Spring has certainly livened up the dawn chorus. It’s a right proper racket but it never fails to brighten my day if I wake up early enough to catch it. As more shrikes and cuckoos start to frequent the garden, their wonderful whistles and calls have kept me busy dashing about the garden with my binocs trying to match the sound to the bird. One bird in particular kept me on the hop. I could not identify its call and it would shut up as soon as it saw me leave the house with my binoculars in search of it. Eventually I heard the call near the house and spotted a yellow blur at the top of a nearby tree. I ran indoors to get my binocs, instructing Thandi not to let the bird out of her sight. When I got back the bird was still there but had changed its call to one that I recognised, that of a bokmakierie. I really felt like I had been played by the little bugger and imagined it laughing up its sleeve (or its feathers) at me.
Recently we were thrilled to see one of the spurfowl in the garden with 5 chicks in tow. Sadly the numbers have slowly dwindled until, for the past week or so, we’ve only seen 1 chick. The mother keeps a beady eye on her one and only as it scratches in the undergrowth for the extra sorghum seeds that we have been scattering for it.

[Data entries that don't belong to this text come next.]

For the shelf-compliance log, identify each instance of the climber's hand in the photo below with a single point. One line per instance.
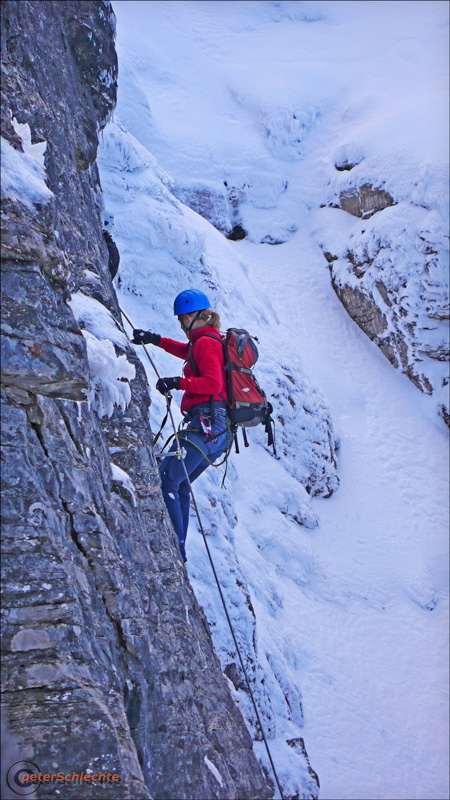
(164, 385)
(145, 337)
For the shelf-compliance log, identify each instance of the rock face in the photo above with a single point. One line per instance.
(108, 661)
(391, 274)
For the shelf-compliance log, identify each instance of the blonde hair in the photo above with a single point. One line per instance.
(209, 317)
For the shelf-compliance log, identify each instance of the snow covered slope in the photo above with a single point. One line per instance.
(340, 604)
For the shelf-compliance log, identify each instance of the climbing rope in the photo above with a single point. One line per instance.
(180, 454)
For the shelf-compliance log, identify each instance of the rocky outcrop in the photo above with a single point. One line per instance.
(365, 200)
(391, 275)
(108, 663)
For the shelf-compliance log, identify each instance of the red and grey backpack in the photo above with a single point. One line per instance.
(247, 404)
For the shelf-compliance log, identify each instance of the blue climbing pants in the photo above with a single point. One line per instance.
(174, 485)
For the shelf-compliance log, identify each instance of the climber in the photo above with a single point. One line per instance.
(113, 253)
(203, 404)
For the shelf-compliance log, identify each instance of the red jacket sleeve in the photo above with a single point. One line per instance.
(209, 360)
(177, 349)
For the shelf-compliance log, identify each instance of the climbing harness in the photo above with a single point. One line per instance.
(180, 454)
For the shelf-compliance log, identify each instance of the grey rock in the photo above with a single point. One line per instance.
(208, 202)
(365, 200)
(402, 307)
(108, 659)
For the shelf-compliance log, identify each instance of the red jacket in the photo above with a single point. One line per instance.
(209, 359)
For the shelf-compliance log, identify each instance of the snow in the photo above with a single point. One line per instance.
(23, 172)
(109, 373)
(340, 604)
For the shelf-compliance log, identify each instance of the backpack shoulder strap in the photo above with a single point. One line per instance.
(190, 356)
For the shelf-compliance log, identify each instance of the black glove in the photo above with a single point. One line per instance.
(164, 385)
(145, 337)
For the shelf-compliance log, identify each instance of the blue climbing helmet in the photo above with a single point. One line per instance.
(190, 300)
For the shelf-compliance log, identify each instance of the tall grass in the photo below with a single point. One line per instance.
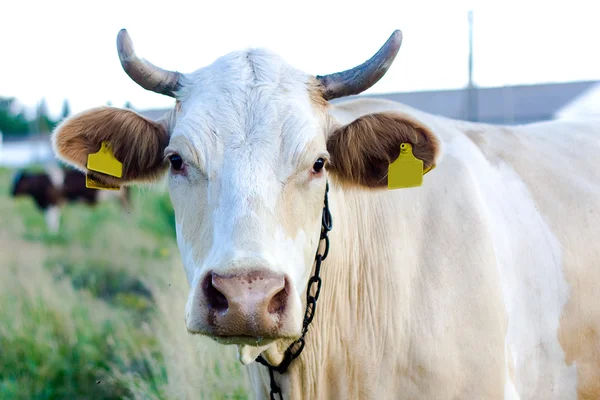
(96, 311)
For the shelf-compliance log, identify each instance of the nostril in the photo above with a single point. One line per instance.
(278, 302)
(215, 299)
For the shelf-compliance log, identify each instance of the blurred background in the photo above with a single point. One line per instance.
(92, 291)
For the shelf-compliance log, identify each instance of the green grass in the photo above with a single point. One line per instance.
(96, 311)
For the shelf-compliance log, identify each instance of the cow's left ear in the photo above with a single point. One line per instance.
(362, 151)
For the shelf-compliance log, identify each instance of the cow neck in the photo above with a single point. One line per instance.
(293, 351)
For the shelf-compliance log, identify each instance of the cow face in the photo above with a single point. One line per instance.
(248, 149)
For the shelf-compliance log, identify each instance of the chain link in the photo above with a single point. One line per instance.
(293, 351)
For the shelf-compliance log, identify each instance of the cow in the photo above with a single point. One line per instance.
(481, 283)
(52, 188)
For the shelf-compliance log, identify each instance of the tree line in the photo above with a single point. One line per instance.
(15, 121)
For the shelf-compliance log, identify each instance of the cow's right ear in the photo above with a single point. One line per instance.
(137, 142)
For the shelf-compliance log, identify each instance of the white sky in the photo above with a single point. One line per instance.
(66, 49)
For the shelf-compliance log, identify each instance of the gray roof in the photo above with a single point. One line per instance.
(496, 105)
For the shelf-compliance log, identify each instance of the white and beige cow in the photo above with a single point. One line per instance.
(481, 284)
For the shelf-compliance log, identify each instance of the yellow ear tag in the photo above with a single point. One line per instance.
(407, 170)
(104, 162)
(92, 184)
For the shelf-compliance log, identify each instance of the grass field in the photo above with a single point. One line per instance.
(96, 311)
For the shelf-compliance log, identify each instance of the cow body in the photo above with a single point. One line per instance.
(52, 189)
(477, 285)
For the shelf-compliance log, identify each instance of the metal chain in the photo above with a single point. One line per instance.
(293, 351)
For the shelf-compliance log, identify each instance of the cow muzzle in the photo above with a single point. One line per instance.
(244, 308)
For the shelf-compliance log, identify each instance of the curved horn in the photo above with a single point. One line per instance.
(143, 72)
(362, 77)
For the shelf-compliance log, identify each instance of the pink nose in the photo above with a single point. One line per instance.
(246, 304)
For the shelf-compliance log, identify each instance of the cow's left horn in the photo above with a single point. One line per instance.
(143, 72)
(362, 77)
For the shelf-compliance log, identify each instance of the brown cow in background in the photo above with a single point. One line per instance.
(57, 186)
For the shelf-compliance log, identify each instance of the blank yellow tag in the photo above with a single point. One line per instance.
(92, 184)
(407, 170)
(105, 162)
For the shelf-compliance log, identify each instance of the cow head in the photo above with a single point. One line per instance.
(248, 147)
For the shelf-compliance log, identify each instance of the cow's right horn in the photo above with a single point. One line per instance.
(143, 72)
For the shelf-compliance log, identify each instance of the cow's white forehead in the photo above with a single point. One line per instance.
(247, 103)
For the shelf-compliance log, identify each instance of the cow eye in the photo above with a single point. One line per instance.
(176, 162)
(318, 166)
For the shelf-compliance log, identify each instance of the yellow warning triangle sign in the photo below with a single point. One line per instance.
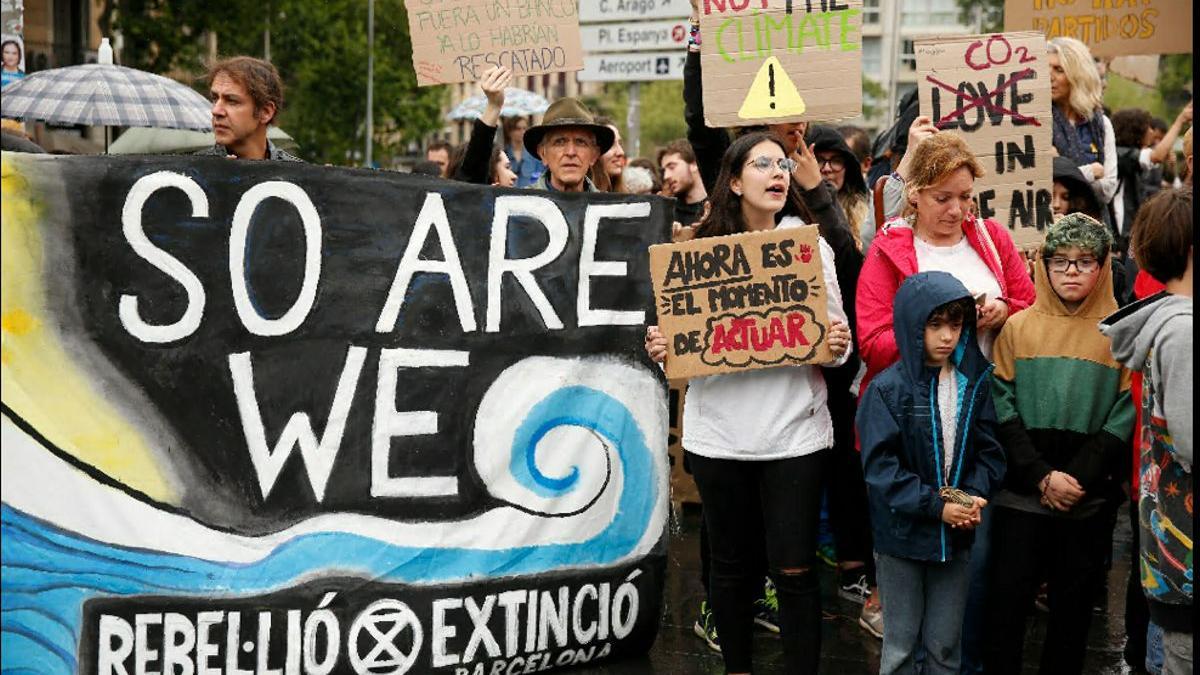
(772, 94)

Not long after Milo died, a very small bat flew into our house. I know it is ridiculous but I had the fleeting notion that it was Milo’s spirit returning home and fleeting was all it was, really. The bat disappeared into our rafters and I forgot about it. A few days later Peter found it hanging on a curtain. Now Peter has a bit of a phobia of bats because when he was a child growing up in Zambia he slept in an enclosed veranda and was plagued by bats coming in through the letterbox at night. I’m not that partial to them myself but it was up to me to rescue the critter. As I removed it from the curtain it squealed rather disconcertingly but offered no resistance. I put it on a table outside where it proceeded to lie inert for about 24 hours. Eventually I relented and brought it back indoors. Using a syringe, I fed it some water and later some sugar water. It had such a tiny mouth and it was fascinating to see the minute tongue coming out to lick the liquid (it brought out all my maternal feelings). I decided to take it to Free Me, a wonderful animal rehabilitation centre in Howick, and by the time I got there it was already starting to revive. I learnt from Free Me that my tiny little bat was, in fact, a fully grown serotine bat and that it stood a very good chance of recovering. Needless to say, I am now very fond of bats.

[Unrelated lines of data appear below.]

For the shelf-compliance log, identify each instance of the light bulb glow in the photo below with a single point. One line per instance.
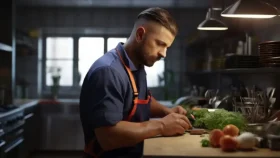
(253, 16)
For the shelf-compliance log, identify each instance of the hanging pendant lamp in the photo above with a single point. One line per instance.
(212, 24)
(256, 9)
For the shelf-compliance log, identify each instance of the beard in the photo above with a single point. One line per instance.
(144, 57)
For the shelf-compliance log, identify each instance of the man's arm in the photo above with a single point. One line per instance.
(125, 134)
(102, 111)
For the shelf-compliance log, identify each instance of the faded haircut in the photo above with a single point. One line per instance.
(160, 16)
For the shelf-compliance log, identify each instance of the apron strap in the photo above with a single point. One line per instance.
(134, 87)
(89, 149)
(130, 75)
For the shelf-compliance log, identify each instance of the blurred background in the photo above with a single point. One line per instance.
(47, 46)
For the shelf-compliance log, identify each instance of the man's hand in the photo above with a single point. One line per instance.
(175, 124)
(179, 110)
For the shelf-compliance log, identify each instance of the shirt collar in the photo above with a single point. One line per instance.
(126, 57)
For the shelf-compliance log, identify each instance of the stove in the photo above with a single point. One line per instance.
(7, 108)
(11, 131)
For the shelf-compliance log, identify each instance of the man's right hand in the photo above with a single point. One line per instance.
(175, 124)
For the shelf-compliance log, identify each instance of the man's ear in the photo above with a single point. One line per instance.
(140, 33)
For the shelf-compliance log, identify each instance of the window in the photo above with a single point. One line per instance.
(59, 54)
(75, 55)
(153, 74)
(112, 42)
(90, 49)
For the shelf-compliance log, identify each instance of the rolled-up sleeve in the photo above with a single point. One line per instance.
(104, 105)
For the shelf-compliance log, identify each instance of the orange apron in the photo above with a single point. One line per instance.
(138, 112)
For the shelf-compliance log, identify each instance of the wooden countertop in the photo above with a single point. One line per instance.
(189, 146)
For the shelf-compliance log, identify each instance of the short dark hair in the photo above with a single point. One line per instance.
(161, 16)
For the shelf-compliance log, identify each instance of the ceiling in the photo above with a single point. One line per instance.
(115, 3)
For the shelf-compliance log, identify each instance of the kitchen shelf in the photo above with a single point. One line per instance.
(5, 47)
(239, 71)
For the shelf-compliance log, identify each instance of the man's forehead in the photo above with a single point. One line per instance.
(165, 35)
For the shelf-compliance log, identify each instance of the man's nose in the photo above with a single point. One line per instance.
(163, 53)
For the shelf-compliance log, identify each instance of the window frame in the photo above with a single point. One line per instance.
(74, 90)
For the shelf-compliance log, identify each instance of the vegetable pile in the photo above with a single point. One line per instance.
(217, 119)
(229, 139)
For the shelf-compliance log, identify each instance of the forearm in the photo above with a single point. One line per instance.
(158, 110)
(125, 134)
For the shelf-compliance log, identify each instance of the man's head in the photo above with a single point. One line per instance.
(154, 31)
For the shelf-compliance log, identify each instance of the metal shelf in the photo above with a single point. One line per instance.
(5, 47)
(239, 71)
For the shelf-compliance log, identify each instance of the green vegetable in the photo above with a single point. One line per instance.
(205, 142)
(218, 119)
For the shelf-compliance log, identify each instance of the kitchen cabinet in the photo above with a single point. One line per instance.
(31, 131)
(61, 127)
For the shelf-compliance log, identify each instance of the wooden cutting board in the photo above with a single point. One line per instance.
(189, 146)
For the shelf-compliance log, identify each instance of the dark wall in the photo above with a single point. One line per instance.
(100, 21)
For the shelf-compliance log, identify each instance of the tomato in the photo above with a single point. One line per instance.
(228, 143)
(231, 130)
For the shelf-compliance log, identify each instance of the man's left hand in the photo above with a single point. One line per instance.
(179, 109)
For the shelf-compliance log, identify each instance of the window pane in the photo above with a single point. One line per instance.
(153, 73)
(66, 72)
(59, 48)
(112, 42)
(90, 49)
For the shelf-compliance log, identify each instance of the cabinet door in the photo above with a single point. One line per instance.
(62, 132)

I spotted this ginormous frog in our pond yesterday. I’m not sure if it is a very large common river frog or an African bullfrog. Either way the platties had better watch out.
Not satisfied with an abundance of chameleons in the garden, I’ve brought them into the kitchen as well. I bought this gorgeous fabric from Caversham Textiles when they exhibited at the Hilton Arts Festival in September. Their “handcrafted fabrics and textile products are inspired by the work of contemporary South African artists” and they really are stunning. “Bringing fine art to fabric” is how they describe it.
I think the chameleons go well with the shweshwe material which I got from Deluxe Fabrics in Pietermaritzburg (they stock a very extensive range of good quality 3 Cats Shweshwe).
We now have a resident owl in the allotment, albeit a plastic one. So far, he seems to be doing a fairly good job of deterring rat bandits from plundering the veg seedlings.
Layla has taken to sleeping in Milo’s spot in the bedroom and keeping us company when we retire for the night. Once we go to sleep she moves onto her bed, which is in our built-in closet in the passage.